Bringing your baby into the world

IBD Delivery Options

What to know about delivery with IBD

Determining a mode of delivery is an important step in your pregnancy journey. Whether you’ve been diagnosed with Crohn’s disease or ulcerative colitis, we’re here to help you understand your IBD delivery options.

While we’ve provided some helpful information below as you prepare for delivery, talking with a doctor who specializes in IBD and pregnancy is the best way to ensure the most successful delivery for you and your child.

Vaginal delivery vs. C-section

Vaginal deliveries are a common delivery mode in women with IBD. However, there are certain instances such as active perianal disease or active involvement of disease in which a cesarean section (C-section) is recommended. For women who have an ileoanal pouch (IPAA), or J-pouch, your doctor may suggest a C-section. However, a J-pouch doesn’t completely exclude the possibility of a vaginal delivery, so make sure you talk with your doctor about what’s right for you and your baby.

Mode of delivery has been evaluated and shows no impact on the mother's IBD. In fact, one study found there was no difference in IBD-related surgery, need for hospitalization or escalation in medical therapy among women with either mode of delivery.
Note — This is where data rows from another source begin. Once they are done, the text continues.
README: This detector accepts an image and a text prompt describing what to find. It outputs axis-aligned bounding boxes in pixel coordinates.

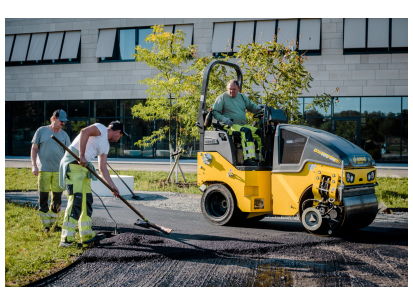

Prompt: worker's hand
[32,165,39,176]
[110,183,119,197]
[77,156,87,167]
[224,118,234,127]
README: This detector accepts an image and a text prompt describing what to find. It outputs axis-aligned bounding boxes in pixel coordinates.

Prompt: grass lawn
[6,168,408,208]
[5,201,86,286]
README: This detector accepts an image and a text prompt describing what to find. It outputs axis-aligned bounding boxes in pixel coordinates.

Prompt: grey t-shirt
[32,126,70,172]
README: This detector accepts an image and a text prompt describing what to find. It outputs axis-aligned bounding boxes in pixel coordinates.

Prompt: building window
[212,19,321,58]
[96,24,194,62]
[5,31,81,66]
[343,18,408,54]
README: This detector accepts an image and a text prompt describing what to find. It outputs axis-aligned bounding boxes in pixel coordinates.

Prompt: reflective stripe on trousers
[61,164,96,242]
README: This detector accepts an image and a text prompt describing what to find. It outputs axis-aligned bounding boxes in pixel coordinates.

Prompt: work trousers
[37,172,63,228]
[225,124,262,160]
[61,164,96,242]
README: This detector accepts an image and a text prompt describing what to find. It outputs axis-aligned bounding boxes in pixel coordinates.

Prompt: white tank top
[70,123,110,162]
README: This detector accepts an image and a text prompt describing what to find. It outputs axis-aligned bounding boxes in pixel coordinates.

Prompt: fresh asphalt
[6,191,408,287]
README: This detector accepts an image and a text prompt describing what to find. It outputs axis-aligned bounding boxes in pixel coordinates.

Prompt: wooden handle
[51,135,172,234]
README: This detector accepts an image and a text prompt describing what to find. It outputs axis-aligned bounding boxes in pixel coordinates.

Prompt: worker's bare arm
[79,125,101,166]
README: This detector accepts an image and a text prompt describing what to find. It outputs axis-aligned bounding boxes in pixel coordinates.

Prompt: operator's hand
[110,183,119,197]
[77,156,87,167]
[32,164,39,176]
[224,118,234,127]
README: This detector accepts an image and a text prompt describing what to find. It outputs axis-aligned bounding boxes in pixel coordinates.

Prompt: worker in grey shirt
[30,109,70,232]
[212,79,264,166]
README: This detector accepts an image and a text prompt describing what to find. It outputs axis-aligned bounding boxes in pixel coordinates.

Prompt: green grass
[376,177,408,208]
[5,168,408,208]
[5,201,86,286]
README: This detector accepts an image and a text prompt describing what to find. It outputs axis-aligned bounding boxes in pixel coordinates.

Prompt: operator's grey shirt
[32,126,70,172]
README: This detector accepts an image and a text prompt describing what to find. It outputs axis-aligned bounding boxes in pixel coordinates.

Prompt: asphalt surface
[5,157,408,178]
[6,192,408,287]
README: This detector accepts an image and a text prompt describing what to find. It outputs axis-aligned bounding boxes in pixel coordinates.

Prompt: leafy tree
[132,25,196,151]
[235,38,338,124]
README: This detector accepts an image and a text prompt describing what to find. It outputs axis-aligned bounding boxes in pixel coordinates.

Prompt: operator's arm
[79,125,101,166]
[242,94,261,113]
[30,143,39,176]
[212,95,227,122]
[98,154,119,197]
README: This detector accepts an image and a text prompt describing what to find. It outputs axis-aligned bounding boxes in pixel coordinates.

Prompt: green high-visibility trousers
[37,172,63,228]
[61,164,96,242]
[225,124,262,160]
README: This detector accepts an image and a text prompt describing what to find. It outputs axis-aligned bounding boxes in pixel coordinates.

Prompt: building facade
[5,18,408,163]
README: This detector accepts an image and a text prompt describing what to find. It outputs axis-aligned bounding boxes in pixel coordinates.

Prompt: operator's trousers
[61,164,96,242]
[225,124,262,160]
[37,172,63,228]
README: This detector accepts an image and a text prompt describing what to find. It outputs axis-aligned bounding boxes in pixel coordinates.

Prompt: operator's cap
[108,121,129,137]
[53,109,69,122]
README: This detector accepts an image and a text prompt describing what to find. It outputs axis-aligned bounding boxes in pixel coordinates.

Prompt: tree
[235,38,338,124]
[132,25,196,148]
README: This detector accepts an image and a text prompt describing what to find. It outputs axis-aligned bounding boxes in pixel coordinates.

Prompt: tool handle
[51,135,149,224]
[106,163,135,195]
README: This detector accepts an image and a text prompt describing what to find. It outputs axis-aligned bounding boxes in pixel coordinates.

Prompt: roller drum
[342,188,378,230]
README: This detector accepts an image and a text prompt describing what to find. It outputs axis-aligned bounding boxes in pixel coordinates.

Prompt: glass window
[361,118,401,162]
[402,96,409,116]
[69,120,88,142]
[402,115,409,162]
[43,101,67,119]
[90,100,116,121]
[11,117,38,156]
[119,29,136,60]
[333,97,360,117]
[138,29,153,49]
[361,97,401,116]
[67,101,89,118]
[118,118,153,158]
[306,117,331,132]
[11,102,37,118]
[118,100,145,118]
[304,97,331,117]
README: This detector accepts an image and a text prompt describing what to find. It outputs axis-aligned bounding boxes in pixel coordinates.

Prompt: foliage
[5,200,84,286]
[132,25,196,147]
[235,38,338,124]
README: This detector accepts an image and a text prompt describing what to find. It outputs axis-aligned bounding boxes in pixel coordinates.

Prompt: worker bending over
[59,121,128,247]
[30,110,70,233]
[212,79,264,166]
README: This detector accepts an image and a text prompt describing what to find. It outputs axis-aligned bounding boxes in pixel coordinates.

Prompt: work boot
[83,233,106,244]
[243,159,258,166]
[59,241,74,248]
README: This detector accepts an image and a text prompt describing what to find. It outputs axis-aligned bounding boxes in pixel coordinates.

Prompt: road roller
[196,61,378,236]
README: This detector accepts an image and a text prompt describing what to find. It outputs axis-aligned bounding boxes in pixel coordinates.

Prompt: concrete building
[5,18,408,163]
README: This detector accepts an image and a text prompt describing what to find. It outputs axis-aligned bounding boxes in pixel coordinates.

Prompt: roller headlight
[367,170,376,181]
[346,173,356,183]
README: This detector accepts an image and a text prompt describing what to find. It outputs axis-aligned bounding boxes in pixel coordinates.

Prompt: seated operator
[212,79,264,166]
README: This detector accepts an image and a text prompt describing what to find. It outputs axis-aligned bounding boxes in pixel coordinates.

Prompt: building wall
[5,18,408,101]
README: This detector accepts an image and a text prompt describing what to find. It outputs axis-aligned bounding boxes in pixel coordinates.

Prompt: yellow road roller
[196,61,378,236]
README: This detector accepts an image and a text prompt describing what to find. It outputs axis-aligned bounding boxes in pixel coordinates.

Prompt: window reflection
[333,97,360,117]
[361,118,401,162]
[119,29,136,60]
[138,29,153,49]
[361,97,401,116]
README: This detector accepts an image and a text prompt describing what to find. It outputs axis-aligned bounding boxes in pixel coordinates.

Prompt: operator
[59,121,128,247]
[212,79,265,166]
[30,109,70,233]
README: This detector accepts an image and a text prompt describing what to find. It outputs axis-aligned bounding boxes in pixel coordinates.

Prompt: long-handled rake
[51,135,172,235]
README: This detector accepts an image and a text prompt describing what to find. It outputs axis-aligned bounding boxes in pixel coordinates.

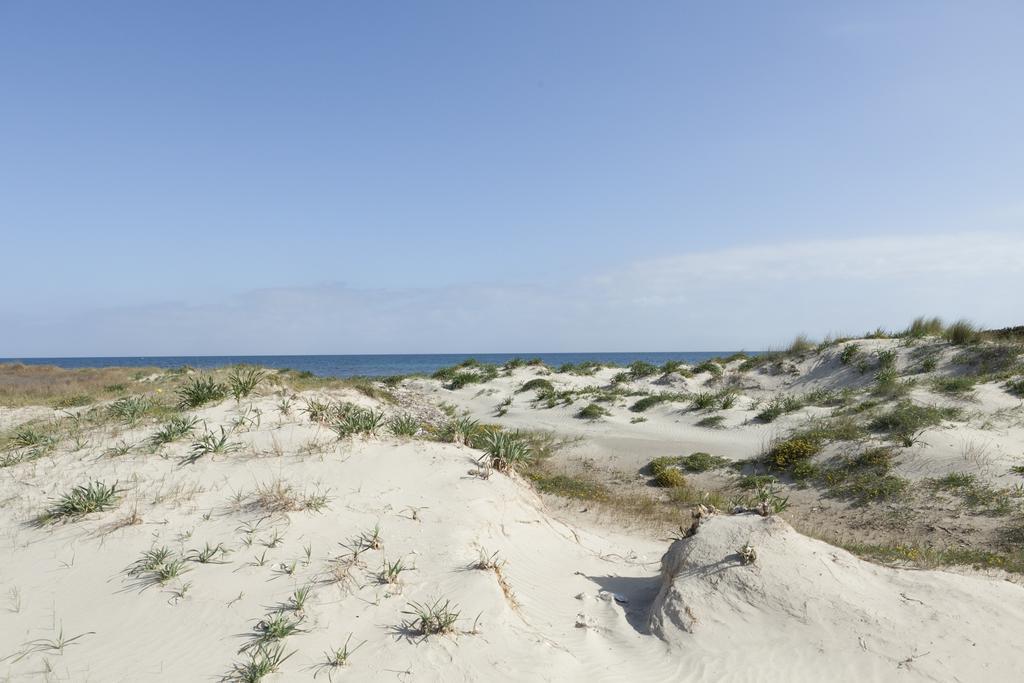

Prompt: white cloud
[0,232,1024,356]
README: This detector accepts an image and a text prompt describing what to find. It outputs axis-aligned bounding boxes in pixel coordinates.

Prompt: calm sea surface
[0,351,749,377]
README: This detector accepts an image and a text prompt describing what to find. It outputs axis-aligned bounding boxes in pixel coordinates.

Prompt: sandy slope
[650,515,1024,681]
[0,348,1024,682]
[0,395,681,681]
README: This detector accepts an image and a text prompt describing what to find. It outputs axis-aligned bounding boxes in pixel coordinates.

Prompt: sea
[0,351,753,377]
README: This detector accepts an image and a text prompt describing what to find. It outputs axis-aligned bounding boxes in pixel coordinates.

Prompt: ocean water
[0,351,749,377]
Furthermore, there is no increased risk of development of new perianal fistulas among women with Crohn’s disease after vaginal delivery compared to C-section. Women with a history of IPAA may have increased nighttime bowel movements and incontinence, but these reported symptoms did not differ based on mode of delivery. Baseline pouch function was also restored after pregnancy among women with either vaginal delivery or C-section.

More studies are still needed to evaluate the long-term effects of pregnancy and mode of delivery in patients with IBD. As always, it’s best to talk with your gastroenterologist, obstetrician and colorectal surgeon to discuss what mode of delivery is right for you.

You're almost there

It's completely normal to have a little fear when it comes to actually bringing that bundle of joy into the world, especially if this is your first child or it's been a complicated pregnancy. However, delivery is the last step before you get to meet your new family member and it's something to be excited about! If you have concerns about what will happen or what you need to do to prepare, talk to your doctor at least a few weeks before you are due.